And then in maddening parenthesis:
“(His remarks will appear later.)”
But when they did appear later, weeks later, on the very first page of the Record, with the words, “Speech of the Honorable Jerome B. Garwood,” in black types at the head, they were long and full of statistics, not at all like the fiery speech he had made that last night of the campaign. She could find no mention of the speech in the daily newspapers, and she had her fears that Jerome was not being appreciated. He had made an effort at first to write to her daily, but soon there were lengthy intervals between the letters, and the letters themselves grew shorter, seeming to have been written late at night, when he was tired and sleepy. But they were always filled with admonitions for the boy, and Emily found joy in translating them into the baby tongue the child understood so well, as she could tell by the big blue eyes and the cooings of his drooling little lips.

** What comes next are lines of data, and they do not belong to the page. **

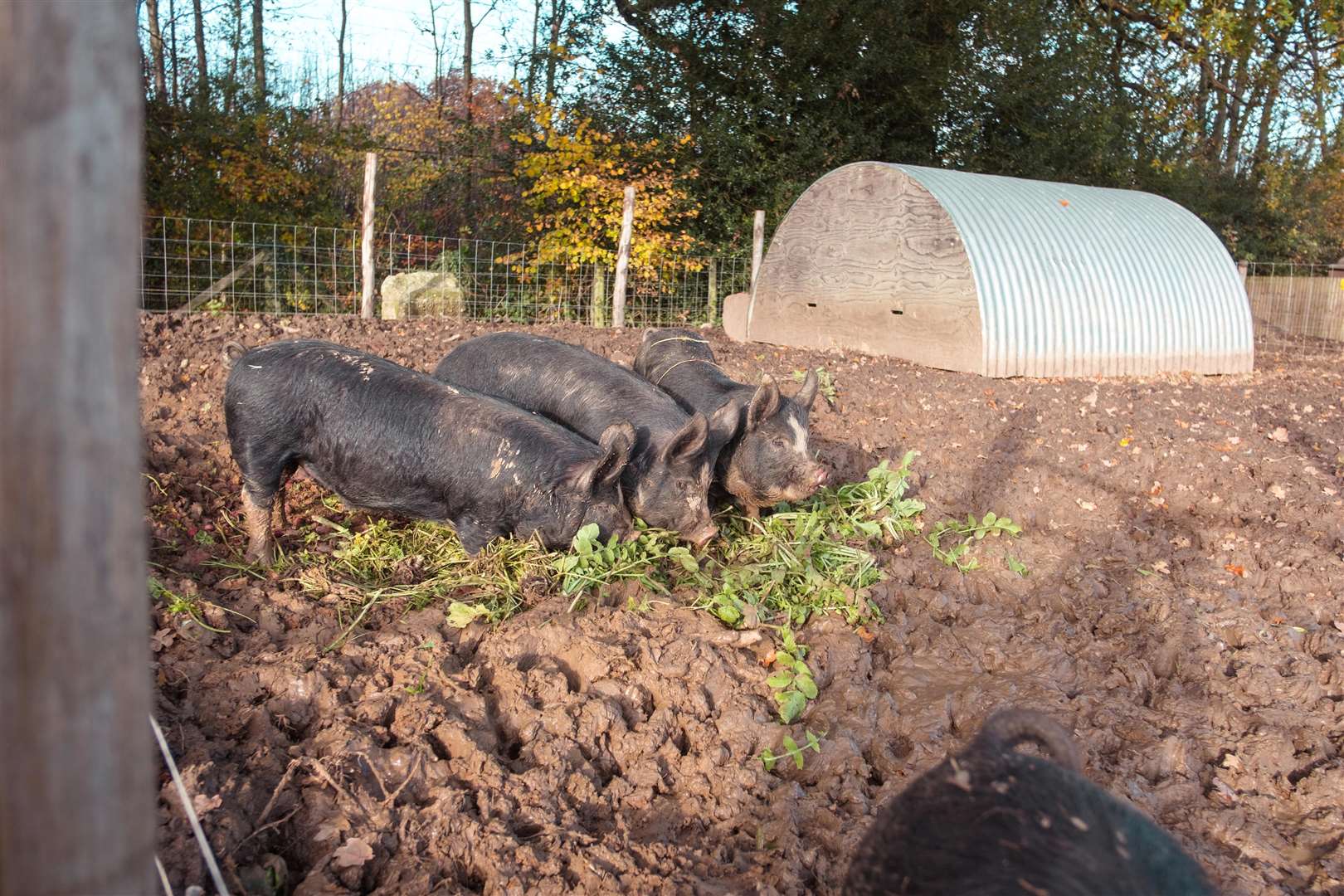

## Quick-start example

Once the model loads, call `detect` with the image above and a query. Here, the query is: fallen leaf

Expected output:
[332,837,373,868]
[313,820,345,844]
[191,794,222,816]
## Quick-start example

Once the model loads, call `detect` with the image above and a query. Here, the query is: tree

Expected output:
[145,0,168,100]
[253,0,266,109]
[191,0,210,106]
[514,102,699,265]
[336,0,345,133]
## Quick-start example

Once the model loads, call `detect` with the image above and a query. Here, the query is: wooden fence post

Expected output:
[0,2,158,894]
[359,152,377,319]
[592,262,606,326]
[752,208,765,293]
[611,187,635,329]
[709,258,719,324]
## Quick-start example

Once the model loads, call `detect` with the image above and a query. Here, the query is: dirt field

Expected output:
[139,316,1344,894]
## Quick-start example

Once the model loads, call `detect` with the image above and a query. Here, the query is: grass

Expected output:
[293,517,553,650]
[212,451,1025,730]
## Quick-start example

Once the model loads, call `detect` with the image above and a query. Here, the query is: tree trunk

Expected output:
[253,0,266,109]
[145,0,168,102]
[0,2,154,894]
[1251,33,1288,169]
[191,0,210,108]
[225,0,243,113]
[336,0,345,127]
[546,0,564,102]
[527,0,542,100]
[168,0,178,106]
[462,0,475,128]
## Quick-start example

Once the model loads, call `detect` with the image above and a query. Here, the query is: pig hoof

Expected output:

In January, just as she was beginning to recover her strength, a new trial came upon her, the last she had ever anticipated. The directors of the bank held their annual meeting, and to the surprise of all Grand Prairie, her father was not reëlected president. It was a blow to him, though he was too proud to show it. Yet Emily could see the change it wrought in him. He seemed to age suddenly, and shrank from going out, spending most of his time in his library, where he pretended to be reading his books, though she often surprised him with his glasses between the leaves in the old familiar way, gazing out at nothing. He had made the fatal discovery that old age was upon him at last.
Dade had gone away with her mother in search of health at some new springs in Maine. After trying their waters for a while they suddenly departed for Europe, as Dade announced in an ecstatic letter. Now they were in Holland, and Dade wrote from Amsterdam of the quaintness of the place and of the picturesque sails of the boats on the little Amstel, comparing them for color to those one sees, or imagines, on the Adriatic.
And so Emily was left alone with her old father and infant child. She had looked forward ardently to the adjournment of Congress and Jerome’s return. Now that he was come, she found that she was to see little of him. He must plunge into the campaign, he said.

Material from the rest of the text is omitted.